Le renforcement des obligations de sécurité passe également par la transparence dans la communication sur les atteintes des données. Ainsi le responsable du traitement sera tenu de notifier à la CNIL, les failles de sécurité dans les 72 heures de leur survenance. Cette communication devra être étendue au grand public quand la violation atteint la sécurisation des données, par exemple lorsque le chiffrement des données est affecté.
Les pouvoirs des CNIL européennes renforcées
Les CNIL seront compétentes dès lors qu’il existe un établissement sur le territoire de l’Union ou que leurs citoyens sont affectés par le traitement. Sont ainsi intégrés de fait les géants d’Internet non européens, type Facebook, Amazon, Apple etc… Un système de guichet unique est néanmoins mis en place. Pour les multinationales, la CNIL nationale compétente sera celle de l’établissement principale de l’entreprise concernée.

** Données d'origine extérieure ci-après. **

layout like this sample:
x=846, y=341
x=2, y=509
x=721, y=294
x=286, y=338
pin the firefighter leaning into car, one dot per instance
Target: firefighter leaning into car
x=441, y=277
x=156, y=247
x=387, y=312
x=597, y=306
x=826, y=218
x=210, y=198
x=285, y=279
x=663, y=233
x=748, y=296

Les pouvoirs répressifs des différentes CNIL européennes sont accrus. Les organismes peuvent se voir imposer une amende de 2% du chiffre d’affaire mondial en cas d’absence de registre de traitement, de non désignation d’un délégué à la protection des données quand cette entité y est tenue au regard de son activité. L’amende passera à 4% du chiffre d’affaire mondial en cas de non respect des règles de transfert de données à l’extérieur de l’Union Européenne, ou le non-respect des règles du consentement des personnes.
Les « CNIL » européennes pourront désormais prononcer des décisions conjointes, aussi bien pour constater la conformité d’un organisme que pour prononcer une sanction. L’année dernière, les CNIL européennes ont demandé à ce que l’application WhatsApp cesse de partager les données de ses utilisateurs avec Facebook, sa société mère, le temps qu’elles évaluent si l’opération enfreignait la législation européenne. En novembre dernier, les CNIL européennes réunies sous l’appellation G29 ont créée une cellule commune pour coordonner les enquêtes sur la faille qui a permis un piratage géant de 57 millions de comptes d’utilisateurs des services d’Uber.